Electro’s menace and confused motives evoke still another black science-fiction miscreant, Samuel L. Jackson’s disturbed, merciless, outlandishly garbed comic-book villain in Unbreakable, which since 2000 has stereotyped the genre’s naive racial attitudes. Electro’s skin is tinted blue, like the Na’vi creatures in Avatar, but luminescent, as if teeming with SamJack anger. He cloaks his ferocity beneath a Trayvon Martin–style hoodie — a sly, fatuous political reference recalling Foxx’s awards-circuit appearances last year in a t-shirt emblazoned with Martin’s photo (commemorating the politically charged controversy surrounding the youth’s 2012 death). Foxx acts out Electro’s wounded ego to sneakily exploit the Martin case, but his role is disgraceful, silly in concept and shameless in performance.
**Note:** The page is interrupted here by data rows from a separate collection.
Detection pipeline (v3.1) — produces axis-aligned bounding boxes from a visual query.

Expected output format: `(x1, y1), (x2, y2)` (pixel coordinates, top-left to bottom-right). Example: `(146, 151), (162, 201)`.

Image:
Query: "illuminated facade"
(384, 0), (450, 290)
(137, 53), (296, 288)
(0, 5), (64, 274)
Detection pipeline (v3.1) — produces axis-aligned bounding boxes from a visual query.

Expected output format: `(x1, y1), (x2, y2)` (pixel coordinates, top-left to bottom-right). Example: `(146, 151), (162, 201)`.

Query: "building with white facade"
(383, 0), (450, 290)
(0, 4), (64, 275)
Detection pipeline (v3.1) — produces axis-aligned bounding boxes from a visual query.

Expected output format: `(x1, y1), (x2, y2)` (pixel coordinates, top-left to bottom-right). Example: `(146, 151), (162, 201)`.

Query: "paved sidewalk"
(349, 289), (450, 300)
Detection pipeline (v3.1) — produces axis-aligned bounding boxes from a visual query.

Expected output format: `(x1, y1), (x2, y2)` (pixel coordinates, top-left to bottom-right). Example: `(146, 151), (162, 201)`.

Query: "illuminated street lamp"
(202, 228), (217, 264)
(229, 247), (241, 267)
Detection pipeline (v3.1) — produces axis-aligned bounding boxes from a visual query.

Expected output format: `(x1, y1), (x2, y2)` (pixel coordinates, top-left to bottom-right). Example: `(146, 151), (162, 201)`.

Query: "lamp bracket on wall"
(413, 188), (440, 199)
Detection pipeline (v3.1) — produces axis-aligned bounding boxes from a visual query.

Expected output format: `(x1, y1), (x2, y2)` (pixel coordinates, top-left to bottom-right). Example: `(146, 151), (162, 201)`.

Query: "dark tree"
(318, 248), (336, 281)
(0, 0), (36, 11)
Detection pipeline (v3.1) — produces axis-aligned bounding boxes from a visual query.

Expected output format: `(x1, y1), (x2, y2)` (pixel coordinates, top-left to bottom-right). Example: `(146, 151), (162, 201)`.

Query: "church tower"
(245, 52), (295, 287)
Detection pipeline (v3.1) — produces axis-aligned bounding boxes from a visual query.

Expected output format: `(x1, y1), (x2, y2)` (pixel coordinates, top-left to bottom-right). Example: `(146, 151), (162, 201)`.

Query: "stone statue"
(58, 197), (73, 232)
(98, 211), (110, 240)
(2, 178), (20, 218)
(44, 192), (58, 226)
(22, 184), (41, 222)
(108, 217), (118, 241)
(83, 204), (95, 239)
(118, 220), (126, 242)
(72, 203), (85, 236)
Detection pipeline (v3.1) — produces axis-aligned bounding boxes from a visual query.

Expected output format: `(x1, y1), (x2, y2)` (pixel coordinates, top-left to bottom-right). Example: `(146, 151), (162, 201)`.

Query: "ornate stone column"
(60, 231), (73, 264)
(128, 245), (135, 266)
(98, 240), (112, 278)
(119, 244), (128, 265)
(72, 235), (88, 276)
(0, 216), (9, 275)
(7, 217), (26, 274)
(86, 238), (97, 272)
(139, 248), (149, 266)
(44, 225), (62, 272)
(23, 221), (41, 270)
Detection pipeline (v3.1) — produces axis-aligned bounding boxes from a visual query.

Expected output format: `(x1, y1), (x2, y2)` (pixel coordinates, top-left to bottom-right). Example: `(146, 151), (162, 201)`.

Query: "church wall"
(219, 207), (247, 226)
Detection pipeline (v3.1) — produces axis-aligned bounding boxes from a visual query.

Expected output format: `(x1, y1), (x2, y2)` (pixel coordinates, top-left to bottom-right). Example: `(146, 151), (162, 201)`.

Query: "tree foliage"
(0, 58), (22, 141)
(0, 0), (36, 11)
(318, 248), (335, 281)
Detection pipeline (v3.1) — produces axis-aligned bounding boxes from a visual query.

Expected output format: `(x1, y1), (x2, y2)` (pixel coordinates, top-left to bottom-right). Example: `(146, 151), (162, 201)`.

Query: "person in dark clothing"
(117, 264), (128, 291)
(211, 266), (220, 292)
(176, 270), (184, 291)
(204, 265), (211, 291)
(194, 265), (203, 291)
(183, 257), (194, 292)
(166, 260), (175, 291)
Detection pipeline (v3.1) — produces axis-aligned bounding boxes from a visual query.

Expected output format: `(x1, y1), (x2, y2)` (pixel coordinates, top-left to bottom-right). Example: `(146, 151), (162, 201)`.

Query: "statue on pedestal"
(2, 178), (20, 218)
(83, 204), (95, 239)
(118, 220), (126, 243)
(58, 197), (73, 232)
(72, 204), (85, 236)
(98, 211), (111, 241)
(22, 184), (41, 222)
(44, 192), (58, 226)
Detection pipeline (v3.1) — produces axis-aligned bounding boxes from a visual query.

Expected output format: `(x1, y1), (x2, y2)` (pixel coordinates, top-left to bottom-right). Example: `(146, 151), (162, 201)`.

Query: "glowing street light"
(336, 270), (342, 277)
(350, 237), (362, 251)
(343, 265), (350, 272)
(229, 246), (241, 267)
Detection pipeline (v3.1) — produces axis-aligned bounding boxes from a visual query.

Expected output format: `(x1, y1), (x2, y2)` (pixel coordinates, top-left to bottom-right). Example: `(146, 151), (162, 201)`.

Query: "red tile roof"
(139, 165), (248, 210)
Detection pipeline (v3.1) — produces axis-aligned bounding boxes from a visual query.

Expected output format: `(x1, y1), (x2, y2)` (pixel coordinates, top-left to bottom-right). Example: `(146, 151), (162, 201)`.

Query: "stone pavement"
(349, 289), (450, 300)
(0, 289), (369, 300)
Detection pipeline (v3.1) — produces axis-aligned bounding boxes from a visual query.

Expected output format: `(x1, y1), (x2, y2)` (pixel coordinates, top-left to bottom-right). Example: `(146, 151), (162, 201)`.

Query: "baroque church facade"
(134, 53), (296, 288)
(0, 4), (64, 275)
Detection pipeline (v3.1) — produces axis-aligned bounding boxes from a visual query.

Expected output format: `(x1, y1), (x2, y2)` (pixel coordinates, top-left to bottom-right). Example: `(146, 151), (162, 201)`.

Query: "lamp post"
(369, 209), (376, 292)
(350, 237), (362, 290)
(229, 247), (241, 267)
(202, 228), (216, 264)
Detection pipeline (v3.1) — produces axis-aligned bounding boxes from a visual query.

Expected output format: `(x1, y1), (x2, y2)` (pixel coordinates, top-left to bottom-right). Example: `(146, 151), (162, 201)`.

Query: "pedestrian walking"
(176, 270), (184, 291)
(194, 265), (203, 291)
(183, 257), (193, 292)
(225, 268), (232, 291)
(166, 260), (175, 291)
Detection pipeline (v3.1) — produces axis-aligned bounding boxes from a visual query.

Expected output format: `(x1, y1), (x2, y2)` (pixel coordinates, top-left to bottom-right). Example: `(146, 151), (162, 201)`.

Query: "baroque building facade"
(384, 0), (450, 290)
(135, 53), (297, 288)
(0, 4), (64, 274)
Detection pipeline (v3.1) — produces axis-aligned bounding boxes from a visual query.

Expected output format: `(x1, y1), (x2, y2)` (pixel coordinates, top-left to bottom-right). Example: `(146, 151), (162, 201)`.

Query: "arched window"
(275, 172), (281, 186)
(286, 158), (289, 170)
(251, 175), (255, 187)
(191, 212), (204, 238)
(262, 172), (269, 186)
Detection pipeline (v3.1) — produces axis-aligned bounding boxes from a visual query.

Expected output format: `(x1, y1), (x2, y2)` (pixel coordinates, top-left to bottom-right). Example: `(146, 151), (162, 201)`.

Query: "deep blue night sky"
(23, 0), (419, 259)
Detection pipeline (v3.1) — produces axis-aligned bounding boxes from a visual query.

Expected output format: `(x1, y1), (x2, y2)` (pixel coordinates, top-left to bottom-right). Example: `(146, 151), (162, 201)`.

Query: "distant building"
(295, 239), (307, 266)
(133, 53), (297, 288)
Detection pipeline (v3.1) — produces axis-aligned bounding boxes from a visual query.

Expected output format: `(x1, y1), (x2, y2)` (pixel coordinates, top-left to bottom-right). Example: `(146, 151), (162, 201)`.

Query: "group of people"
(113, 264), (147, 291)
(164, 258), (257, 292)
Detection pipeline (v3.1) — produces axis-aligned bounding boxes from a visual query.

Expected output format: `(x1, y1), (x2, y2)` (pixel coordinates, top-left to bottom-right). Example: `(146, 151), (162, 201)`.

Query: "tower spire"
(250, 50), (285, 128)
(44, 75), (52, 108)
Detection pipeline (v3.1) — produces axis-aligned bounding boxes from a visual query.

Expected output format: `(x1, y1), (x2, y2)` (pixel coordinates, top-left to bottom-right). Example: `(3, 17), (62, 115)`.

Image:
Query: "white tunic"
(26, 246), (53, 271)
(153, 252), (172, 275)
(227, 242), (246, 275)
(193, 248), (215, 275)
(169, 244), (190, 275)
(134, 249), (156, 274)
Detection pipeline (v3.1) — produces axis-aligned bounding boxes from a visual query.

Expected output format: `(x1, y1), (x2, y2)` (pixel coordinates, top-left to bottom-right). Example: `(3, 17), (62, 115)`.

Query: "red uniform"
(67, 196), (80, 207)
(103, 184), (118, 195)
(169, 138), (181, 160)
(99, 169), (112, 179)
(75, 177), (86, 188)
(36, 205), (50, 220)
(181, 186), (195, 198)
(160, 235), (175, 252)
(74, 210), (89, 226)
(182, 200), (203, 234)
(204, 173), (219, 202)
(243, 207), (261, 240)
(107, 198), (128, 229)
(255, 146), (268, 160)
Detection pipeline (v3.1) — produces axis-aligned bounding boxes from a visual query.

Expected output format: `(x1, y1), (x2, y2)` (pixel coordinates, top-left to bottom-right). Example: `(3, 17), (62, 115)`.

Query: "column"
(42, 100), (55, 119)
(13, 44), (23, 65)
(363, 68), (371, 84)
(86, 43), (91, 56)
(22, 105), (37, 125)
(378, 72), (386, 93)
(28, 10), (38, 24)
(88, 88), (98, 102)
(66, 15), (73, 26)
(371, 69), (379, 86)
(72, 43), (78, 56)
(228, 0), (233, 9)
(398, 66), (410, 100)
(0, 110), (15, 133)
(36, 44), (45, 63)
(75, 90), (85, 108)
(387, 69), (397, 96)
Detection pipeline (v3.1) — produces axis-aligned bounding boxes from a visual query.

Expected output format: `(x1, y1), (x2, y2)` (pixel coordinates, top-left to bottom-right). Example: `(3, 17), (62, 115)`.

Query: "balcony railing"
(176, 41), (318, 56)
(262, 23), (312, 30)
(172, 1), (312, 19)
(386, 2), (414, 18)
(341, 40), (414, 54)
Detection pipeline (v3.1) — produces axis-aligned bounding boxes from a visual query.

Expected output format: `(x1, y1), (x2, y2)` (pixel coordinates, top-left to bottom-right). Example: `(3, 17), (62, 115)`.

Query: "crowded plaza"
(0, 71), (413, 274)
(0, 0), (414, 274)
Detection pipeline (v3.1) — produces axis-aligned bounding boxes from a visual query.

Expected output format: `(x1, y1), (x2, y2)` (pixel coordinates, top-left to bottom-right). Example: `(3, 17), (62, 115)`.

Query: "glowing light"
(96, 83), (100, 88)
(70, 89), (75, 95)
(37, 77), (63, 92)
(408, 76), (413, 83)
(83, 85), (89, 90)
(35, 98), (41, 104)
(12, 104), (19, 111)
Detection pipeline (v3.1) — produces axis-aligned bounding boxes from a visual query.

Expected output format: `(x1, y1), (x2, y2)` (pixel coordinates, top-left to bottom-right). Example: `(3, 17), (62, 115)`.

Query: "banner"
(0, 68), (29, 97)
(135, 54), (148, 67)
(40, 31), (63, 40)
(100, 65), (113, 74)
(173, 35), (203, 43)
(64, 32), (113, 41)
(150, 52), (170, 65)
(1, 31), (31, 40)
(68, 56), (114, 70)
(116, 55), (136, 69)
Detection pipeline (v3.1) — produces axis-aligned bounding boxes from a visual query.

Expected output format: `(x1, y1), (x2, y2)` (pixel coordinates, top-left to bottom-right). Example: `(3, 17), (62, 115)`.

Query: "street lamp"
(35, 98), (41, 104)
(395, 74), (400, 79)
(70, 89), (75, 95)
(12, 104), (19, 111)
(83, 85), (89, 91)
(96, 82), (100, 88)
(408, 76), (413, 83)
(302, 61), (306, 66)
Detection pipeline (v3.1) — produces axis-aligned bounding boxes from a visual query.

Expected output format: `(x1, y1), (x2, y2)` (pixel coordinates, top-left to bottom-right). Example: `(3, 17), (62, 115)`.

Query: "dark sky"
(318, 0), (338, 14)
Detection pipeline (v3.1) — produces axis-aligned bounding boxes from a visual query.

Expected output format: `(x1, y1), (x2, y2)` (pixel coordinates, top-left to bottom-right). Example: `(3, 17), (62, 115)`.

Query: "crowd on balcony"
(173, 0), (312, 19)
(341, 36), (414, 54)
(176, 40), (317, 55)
I point this out to clarify how specious racial and political assumptions clog contemporary film culture; part of what mogul Harvey Weinstein praised as “The Obama Effect” among Hollywood elites.
Electro’s demeanor defines the limited, pathological range circumscribing Foxx, restricting his choices as with other black Oscar-rewarded actors. Some form of black pathology is always foremost in Hollywood’s current post-racial pretense, and this is what makes “The Obama Effect” so noxious. Even the action-based Spider-Man series ensnares a black character in sentimentality that allows Hollywood and the media to feel superior — a continuation of the self-righteous liberal fantasy that voting for Barack Obama vanquishes racism. All other blacks are patronized as, if not inferior to the Obama ideal, then, as Electro demonstrates, superpathetic. Outside the comic-book world, Electro would be seen as a freak. And freakishness — or Superpathology — defines Hollywood’s Obama-era view of black folk in Precious, The Help, Beasts of the Southern Wild, Captain Phillips, Blue Caprice, Django Unchained (Foxx again), last year’s 12 Years a Slave, and this year’s Belle.
Belle is not a bleeding-heart horror show like 12 Years a Slave but a gentler, history-based costume drama about an 18th-century mixed-race girl in England. Dido Belle (Gugu Mbatha-Raw) is raised by her great-uncle, Chief Justice Lord Mansfield (Tom Wilkinson). Dido’s consciousness is stirred when she endures subtle, strict protocol that blocks her from full participation in the household’s routines, her activities segregated at public functions. She becomes intrigued by her uncle’s grudging deliberation regarding a legal case about the execution of human cargo on a slave ship, which tilts this biography toward an anti-slavery treatise.
Although Dido shares President Obama’s own mixed-race heritage, Belle brushes by “The Obama Effect.” It doesn’t exactly congratulate white electorate guilt — which may explain its indifferent reviews so soon after 12 Years a Slave hit the white-guilt jackpot. Director Amma Asante isn’t a fetishistic race-hustler like 12 Years’ Steve McQueen. Her fish-out-of-water formula takes on a romance-novel aspect: Dido falls in love with white activist lawyer and vicar’s son John Davinier (Sam Reid), an optimistic resolution that soothes her anxiety as both an outcast and female chattel.